Looking at DTWOF, it is hard not to think that she is drawing a certain part of lesbian Chicago. Madwimmen, the independent bookstore that serves as a social hub for the lesbians, is startlingly like Women and Children First. The karate club they occasionally meet in might as well be the queer-focused Thousand Waves Martial Arts & Self-Defense Center. The constant angst over national issues punctuated with bites of raw and vegan food remind us of a fact that is either surprising or scary: Lesbian communities of a certain ilk look and sound exactly alike, no matter where they are ( Bechdel has been mostly based in Minnesota and Vermont ) . But here, they also manage to be wryly and self-deprecatingly funny.
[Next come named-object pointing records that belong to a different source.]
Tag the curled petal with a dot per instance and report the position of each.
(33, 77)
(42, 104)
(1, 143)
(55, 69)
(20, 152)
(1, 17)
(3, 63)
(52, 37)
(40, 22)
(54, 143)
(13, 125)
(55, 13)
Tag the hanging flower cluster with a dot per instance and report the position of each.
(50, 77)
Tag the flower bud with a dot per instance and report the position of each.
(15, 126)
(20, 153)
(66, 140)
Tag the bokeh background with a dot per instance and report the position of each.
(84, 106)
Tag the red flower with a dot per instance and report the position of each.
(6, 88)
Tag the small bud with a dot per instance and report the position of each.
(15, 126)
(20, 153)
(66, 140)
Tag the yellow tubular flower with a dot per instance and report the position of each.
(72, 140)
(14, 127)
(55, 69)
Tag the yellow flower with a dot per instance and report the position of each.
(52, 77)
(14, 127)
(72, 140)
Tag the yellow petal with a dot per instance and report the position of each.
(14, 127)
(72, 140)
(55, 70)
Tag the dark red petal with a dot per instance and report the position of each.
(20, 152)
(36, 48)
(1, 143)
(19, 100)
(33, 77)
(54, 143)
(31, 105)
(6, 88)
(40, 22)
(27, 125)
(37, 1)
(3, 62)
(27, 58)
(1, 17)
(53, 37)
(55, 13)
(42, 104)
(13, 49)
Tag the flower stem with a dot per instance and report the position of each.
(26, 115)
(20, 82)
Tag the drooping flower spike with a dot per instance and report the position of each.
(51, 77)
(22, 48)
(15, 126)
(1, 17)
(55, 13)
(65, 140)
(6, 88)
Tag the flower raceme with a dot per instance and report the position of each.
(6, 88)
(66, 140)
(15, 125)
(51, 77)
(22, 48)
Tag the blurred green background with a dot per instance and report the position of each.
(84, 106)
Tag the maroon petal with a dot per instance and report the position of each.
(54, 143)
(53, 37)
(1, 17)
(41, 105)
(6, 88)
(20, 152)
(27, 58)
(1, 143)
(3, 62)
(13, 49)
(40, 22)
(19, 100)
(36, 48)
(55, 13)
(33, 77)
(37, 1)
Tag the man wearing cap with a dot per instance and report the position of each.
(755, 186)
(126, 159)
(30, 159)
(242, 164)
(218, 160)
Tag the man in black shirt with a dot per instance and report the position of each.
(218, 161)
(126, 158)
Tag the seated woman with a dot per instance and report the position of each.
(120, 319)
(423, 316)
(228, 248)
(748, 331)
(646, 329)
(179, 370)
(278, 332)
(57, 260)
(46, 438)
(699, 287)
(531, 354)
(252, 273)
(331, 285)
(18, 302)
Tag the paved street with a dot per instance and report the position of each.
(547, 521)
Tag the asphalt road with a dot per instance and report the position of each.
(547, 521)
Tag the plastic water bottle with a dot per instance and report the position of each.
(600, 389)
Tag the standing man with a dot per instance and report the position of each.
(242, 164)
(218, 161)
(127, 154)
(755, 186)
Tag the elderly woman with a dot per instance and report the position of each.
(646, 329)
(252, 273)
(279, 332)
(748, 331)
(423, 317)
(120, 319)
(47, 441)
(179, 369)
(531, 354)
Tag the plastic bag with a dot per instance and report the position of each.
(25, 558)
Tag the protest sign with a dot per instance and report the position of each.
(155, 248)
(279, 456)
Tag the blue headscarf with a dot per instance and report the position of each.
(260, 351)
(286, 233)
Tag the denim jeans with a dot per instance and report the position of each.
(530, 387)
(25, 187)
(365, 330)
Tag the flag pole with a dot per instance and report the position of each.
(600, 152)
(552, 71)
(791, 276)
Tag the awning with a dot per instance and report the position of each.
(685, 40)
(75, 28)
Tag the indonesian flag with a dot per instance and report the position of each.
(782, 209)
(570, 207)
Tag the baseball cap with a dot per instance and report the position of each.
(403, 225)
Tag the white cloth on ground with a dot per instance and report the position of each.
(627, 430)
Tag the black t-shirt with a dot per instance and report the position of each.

In episode 522, Lois, long the sexual renegade of the group, is worried that she is losing touch with herself: "I'm too busy being the man to do any drag kinging. I'm raising a teenager. I'm practically married to Jasmine. Am I still polyamorous if I haven't been with anyone but her for three years? …This is not my beautiful house! This is not my beautiful wife!"

As the years go by, the women and men and the occasional transgender teenager find themselves confronted with new worries. Having rid themselves of Bush, they must now deal with Bill Clinton's rollback of the welfare state and then find themselves confronted by a second Bush. Animals have a special place in the strip. In one episode, the entire clan gathers as they wait for Clarice's aging dog Digger to take her last breath. One of the Siamese cats dies, and Mo is convinced that the remaining one is going through survivor's guilt. By the time we leave them in 2008, the ideological differences that seemed so clear in the Reagan-Bush era are much more fuzzy; the group is split between Hillary Clinton and Barack Obama supporters and Lois is fishing out her gas mask in preparation for protesting both the Democratic and Republican conventions.

Returning readers will find much to remember and be delighted by in this sleek new volume of Bechdel's archive. Newer readers will find a world that may resonate with their experiences or seem utterly alien. By 2008, Madwimmin has long shut down, devoured by the rapacious chain named Bounders. Given the changes wrought to lesbian communities since DTWOF first appeared in print, even old fans might find themselves wondering if the world portrayed here, defined by its chaotic fidelity to community and communal living, can still exist.